4.1.1 About early warning
One side , Early warning is the requirement for the healthy operation of financial institutions , Lock wait events are typical “ A small illness will not cure a serious illness ”, At first, it may just be an exception in some performance indicators , It has not affected the business operation , But when the problem has affected the business , Often diagnosis and resolution will also become costly .
On the other hand , Technology also allows early warning . From a technical point of view , The information department can find problems earlier than the business department , Because the lock wait event is characterized by an abnormal symptom , progressive development , Until it affects the operation of the business . This means that if we can notice those abnormal signs at an early stage , And give an early warning , So that the information department can find problems earlier than the business department .

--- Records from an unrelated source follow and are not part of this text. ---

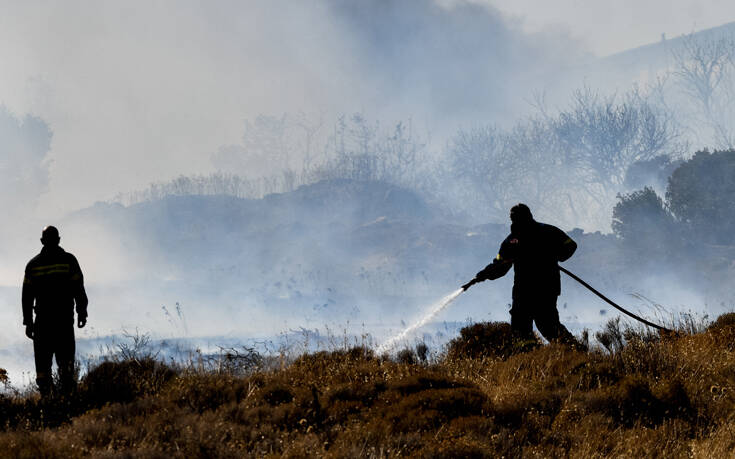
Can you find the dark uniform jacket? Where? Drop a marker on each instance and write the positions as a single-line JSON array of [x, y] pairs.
[[54, 281], [534, 254]]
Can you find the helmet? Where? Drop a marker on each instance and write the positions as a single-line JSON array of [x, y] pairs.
[[50, 236], [520, 213]]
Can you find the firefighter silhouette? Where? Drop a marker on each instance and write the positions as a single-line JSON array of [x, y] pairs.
[[533, 249], [52, 286]]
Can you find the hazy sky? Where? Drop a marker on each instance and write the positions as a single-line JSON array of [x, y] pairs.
[[136, 92], [607, 27]]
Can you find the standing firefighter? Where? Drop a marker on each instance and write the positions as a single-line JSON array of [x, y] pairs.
[[534, 250], [53, 283]]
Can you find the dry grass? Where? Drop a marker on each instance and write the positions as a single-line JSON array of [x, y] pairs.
[[647, 395]]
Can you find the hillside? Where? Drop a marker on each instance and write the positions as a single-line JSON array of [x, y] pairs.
[[367, 253], [643, 396]]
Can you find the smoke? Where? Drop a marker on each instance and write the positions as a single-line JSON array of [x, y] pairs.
[[136, 94], [433, 312]]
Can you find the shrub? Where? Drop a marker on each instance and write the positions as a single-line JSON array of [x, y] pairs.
[[488, 340]]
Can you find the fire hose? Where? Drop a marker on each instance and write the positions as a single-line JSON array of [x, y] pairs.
[[612, 303], [593, 290]]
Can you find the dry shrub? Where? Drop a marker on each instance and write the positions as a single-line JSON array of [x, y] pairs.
[[124, 381], [632, 401], [670, 397], [493, 340], [725, 321]]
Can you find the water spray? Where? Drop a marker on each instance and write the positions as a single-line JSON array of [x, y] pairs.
[[435, 309], [447, 300]]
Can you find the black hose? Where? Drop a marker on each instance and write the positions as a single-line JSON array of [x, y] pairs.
[[610, 302]]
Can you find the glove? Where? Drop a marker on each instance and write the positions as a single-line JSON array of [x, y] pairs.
[[470, 284]]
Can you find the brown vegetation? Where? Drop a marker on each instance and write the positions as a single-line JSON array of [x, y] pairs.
[[647, 395]]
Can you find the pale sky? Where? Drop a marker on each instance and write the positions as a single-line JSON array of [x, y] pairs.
[[138, 91], [611, 26]]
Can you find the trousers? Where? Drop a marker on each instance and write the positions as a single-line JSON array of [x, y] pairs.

Our current situation is , When the lock waiting event has seriously affected the business , Only when the business department notifies the information department , That is, the information management department often knows the problem later than the business department , This makes the golden time to solve the lock waiting problem has passed , Financial institutions have to bear the avoidable business damage to solve the problem .
4.1.2 About quick automatic diagnosis
When the lock wait event has occurred , The appeal of financial institutions is to have means to solve the lock waiting event itself as soon as possible , To restore the normal state of the business , At this time, the fastest way must be to realize the instantaneous traceability of lock waiting events with the help of intelligence rather than relying on pure manual means .
At present, it is difficult for financial institutions to have the ability of early warning and rapid diagnosis , This is because there is a lack of such tools and software that can accurately find and automatically trace the source lock . For such events that occur at the application level , Traditional monitoring products are a blind spot .
4.2 Intelligent solutions
Through research , We have designed and developed an efficient and early warning system 、 Instantaneous diagnosis 、 Methods for quickly handling lock waiting events . The basic logic is shown in the figure below
4.2.1 Monitoring early warning
To discover the lock waiting events that are happening in the system , A more general approach is to monitor the performance counters related to lock waiting , Once these performance counters are found to be abnormal , Prompt warning . such as , When the lock waits longer than 60 The alert notification will be triggered in seconds .
4.2.2 Traceability and review
In fact, the traceability of locks can be realized by a simple algorithm , Recursive algorithm , First discover the transactions that are forced to lock and wait , Then recursively use the algorithm to see who blocked it , Whether the transaction blocking it is blocked by other transactions , This level of recursion goes back , We can find the head lock of a lock waiting event .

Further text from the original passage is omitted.